I’ve been playing with hard links lately on a program that copies files all over the place in its directory, deleting all the duplicates and replacing them with hard links. I got that down okay. I understand in the way hard links work that it is just another reference to the data itself on disk. So if I were to access the data from a created hard link, it would look the same.
The problem is finding the real amount of disk space used, which is one of the problems in verifying this is indeed saving space. In other words, if one were to start with a 12K file, create a hard link of that file, then select both in Explorer, it would show as 24K used on disk, not 12K as it really should be.
I know I can query the free space on the disk before and after the process and then compare. But that’s an initial assessment, which is hard to verify after the fact. I know as well that I can use GetFileInformationByHandle to find out whether the file in question has multiple references.
So any ideas here? Would I have to call GetFileInformationByHandle for each file, logging all that data, and then remove the files that have duplicate index references to get an accurate view of how much disk space is actually being used? Or is there an easier way to accomplish this?

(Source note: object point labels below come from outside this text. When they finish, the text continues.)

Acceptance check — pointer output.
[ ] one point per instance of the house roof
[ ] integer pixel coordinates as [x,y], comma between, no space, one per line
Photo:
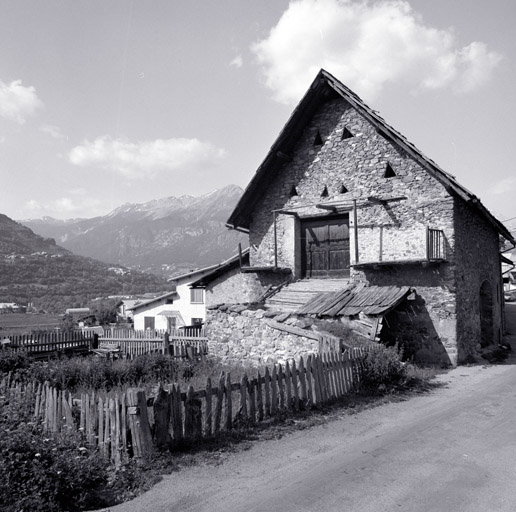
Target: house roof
[325,87]
[229,264]
[355,299]
[191,275]
[151,301]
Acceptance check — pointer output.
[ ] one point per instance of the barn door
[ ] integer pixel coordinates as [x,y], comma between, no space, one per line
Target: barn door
[325,247]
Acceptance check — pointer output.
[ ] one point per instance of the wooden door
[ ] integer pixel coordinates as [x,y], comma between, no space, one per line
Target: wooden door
[325,247]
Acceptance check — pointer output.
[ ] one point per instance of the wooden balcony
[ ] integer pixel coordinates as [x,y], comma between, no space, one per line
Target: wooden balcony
[435,253]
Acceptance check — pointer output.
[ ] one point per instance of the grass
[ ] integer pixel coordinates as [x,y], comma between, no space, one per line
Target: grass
[384,377]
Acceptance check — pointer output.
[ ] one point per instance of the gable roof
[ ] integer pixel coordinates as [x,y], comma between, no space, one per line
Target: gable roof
[224,267]
[151,301]
[323,88]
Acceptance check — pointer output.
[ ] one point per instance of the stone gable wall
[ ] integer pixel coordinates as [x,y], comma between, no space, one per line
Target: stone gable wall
[478,260]
[239,334]
[359,165]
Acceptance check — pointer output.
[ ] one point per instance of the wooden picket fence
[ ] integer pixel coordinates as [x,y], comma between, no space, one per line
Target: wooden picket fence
[133,425]
[44,345]
[181,344]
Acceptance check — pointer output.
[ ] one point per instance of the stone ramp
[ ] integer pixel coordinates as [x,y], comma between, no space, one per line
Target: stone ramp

Do exactly that. Maintain a set of (dwVolumeSerialNumber, nFileIndexHigh, nFileIndexLow) triples. Each time you encounter a file, check whether you’ve seen it before (i.e., whether its triple is already in your set). If so, then skip it. If not, then add its file size to your total and insert its information into the set.
This unfortunately means you’ll have to open every file. The link count isn’t kept in the directory information, so
FindFirstFilecan’t give it to you. You needGetFileInformationByHandle, and that requires a handle.You might wish to read Raymond Chen’s article on the topic; it mentions several more corner cases besides hard links that could apply to your application, including reparse points, cluster rounding, and alternate data streams.
You could try to reduce the effort required in maintaining the set by only tracking files that have link counts greater than 1. Files with only one link shouldn’t appear multiple times in your directory traversal. That assumes you’ll only see each directory exactly once. Reparse points and junctions can make the assumption invalid, so if you try to reduce the size of your “files seen” set, you’ll need to also keep track of which directories you’ve already seen.